I want to sleep.
I want to sleep through the night and not awaken in the middle of the night to my brain poking my heart – making it feel the ache it has been feeling – just so it can collaborate in thinking about everything. Then, as I try to put them back to sleep, I am forced to admit defeat as the clock reads 5am and I wonder what the point is now.
Someone asked me how I was feeling, and I said I feel like I was emotionally and mentally hit by a car. I have ups and downs. I have moments where things are good – then I feel horrible. I go from being happy that I’m here to wondering why me. As I told someone, if I had jumped out of a plane and hit the ground, I would have felt like it was a bad thing that happened. But walking down the street being happy and all only to be hit by a car makes me wonder why me? Makes me thankful, but wondering why.
While I know this mentally, I have a hard time knowing this emotionally. I am not able to see the end of the tunnel where it’s healed. Why? Because the situation pokes every insecurity I have. It makes me ask questions of me that I don’t want to explore – like how can you care so deeply about someone and walk away?
I know that my response is simply that – my response. But, as I told someone, this is mine to mourn. And this is mine to fight….because like this says:
And while I know this – I believe this – to actually have to take action based on it when you are in the middle of the story or when the story that was so great is wrapped up in an unexpected way – well, it’s hard not to be your story. It’s hard not to take all of those feelings and emotions and memories including the end and not make it who you are.
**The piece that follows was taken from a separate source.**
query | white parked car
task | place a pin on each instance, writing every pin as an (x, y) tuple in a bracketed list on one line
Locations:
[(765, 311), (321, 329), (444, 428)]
I have often said in reply to someone calling me a bitch that I’m only that way because the person has made me take that route. But that’s the thing – that is NOT my default setting. And in the past, while I would have put up brick walls and closed myself off from people as a natural response – a response that would have kept me safe – I am trying so fucking hard not to be that person. I am trying to have faith that there are people out there that get me, and celebrate the fact I am in their life – and give me as much as I give them – and want me to be happy as much as I want them to be happy.
And I need to have this faith even when my faith is shaken by a story.
Or at least, that is what I try to do….even if it doesn’t feel like it or seem like it. The battle within me continues to rage…..I just hope I win despite how I emotionally feel.